1. Le soutènement peut s’opérer au moyen de butons (poutres ou tubes) métalliques, horizontaux ou inclinés, mis en place au fur et à mesure de l’avancement.
Ils présentent l’avantage de rester à l’intérieur de l’emprise du chantier, « Mais peuvent rapidement s’avérer très pénalisants en raison, d’une part, des contraintes liées au phasage et, d’autre part, des problèmes de gêne liés à leur encombrement », souligne Frédéric Lamotte.
2. D’où l’intérêt de la seconde technique qui consiste à mettre en place des tirants d’ancrage, derrière la paroi, à condition de disposer d’assez d’espace libre à l’extérieur de la fouille, des autorisations correspondantes, mais aussi de terrains offrant les caractéristiques mécaniques suffisantes pour permettre ce type de solution. Dans la pratique il s’agit d’une barre unique ou d’un faisceau de câbles précontraints, dont une extrémité est scellée au terrain, l’autre comportant une tête d’ancrage qui transmet les forces de traction de l’armature à la paroi. « Ces tirants d’ancrage sont le plus souvent provisoires, poursuit Frédéric Lamotte. Puisque le maintien de la paroi est ensuite assuré par les planchers horizontaux en phase définitive. » Mais pour des ouvrages qui comportent de grandes hauteurs sans planchers (salles de spectacles souterraines, stations ferroviaires enterrées ou des trémies SNCF ou routières) ces tirants sont laissés en place.
3. Autre option, très intéressante en termes de gains de délais : la construction dite « en taupe » ou « Top and Down ». Les éléments butonnants de l’infrastructure définitive sont alors réalisés en descendant, au fur et à mesure des terrassements. Les planchers sont donc coulés du haut vers le bas concomitamment aux travaux d’exécution de la paroi moulée, en venant s’accrocher à des poteaux « préfondés » coulés précédemment. Difficulté principale : des exigences de verticalité très fortes lors de l’exécution de ces poteaux.

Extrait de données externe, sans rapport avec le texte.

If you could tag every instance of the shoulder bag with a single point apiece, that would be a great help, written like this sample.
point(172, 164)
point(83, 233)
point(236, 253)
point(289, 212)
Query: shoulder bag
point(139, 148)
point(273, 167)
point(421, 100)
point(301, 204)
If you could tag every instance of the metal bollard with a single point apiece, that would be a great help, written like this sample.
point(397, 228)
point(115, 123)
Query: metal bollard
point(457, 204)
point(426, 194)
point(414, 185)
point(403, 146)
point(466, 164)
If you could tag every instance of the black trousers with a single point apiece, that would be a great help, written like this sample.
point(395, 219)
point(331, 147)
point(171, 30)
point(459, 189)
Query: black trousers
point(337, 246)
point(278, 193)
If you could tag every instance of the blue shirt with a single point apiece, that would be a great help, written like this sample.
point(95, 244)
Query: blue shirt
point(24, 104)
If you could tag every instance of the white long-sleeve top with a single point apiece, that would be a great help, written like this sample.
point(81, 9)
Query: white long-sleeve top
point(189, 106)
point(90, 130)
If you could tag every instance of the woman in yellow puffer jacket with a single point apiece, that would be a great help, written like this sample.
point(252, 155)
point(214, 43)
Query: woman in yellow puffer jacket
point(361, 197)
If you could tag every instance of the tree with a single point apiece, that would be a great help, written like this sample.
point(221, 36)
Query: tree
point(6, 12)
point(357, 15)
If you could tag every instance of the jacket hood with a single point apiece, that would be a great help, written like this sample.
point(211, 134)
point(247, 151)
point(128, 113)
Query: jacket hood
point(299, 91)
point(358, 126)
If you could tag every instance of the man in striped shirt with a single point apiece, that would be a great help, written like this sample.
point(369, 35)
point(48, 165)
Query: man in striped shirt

4. Lorsque ces méthodes ne sont pas applicables, il est possible d’accroître l’inertie de la paroi, en augmentant l’épaisseur des panneaux dans la limite des possibilités techniques et économiques. « On peut aussi avoir recours à des parois en T, explique Stéphane Monleau. La paroi comporte alors, côté fouille, une face plane à laquelle vient se liaisonner, perpendiculairement, une barrette. » Cette solution est intéressante dans le cas d’ouvrages de grandes hauteurs sans appuis intermédiaires. Une fois la fouille terrassée, la paroi moulée est rabotée, afin d’éliminer les plus gros défauts. D’autres travaux de finition (désactivation des tirants et cachetage des réservations) peuvent également s’avérer nécessaires.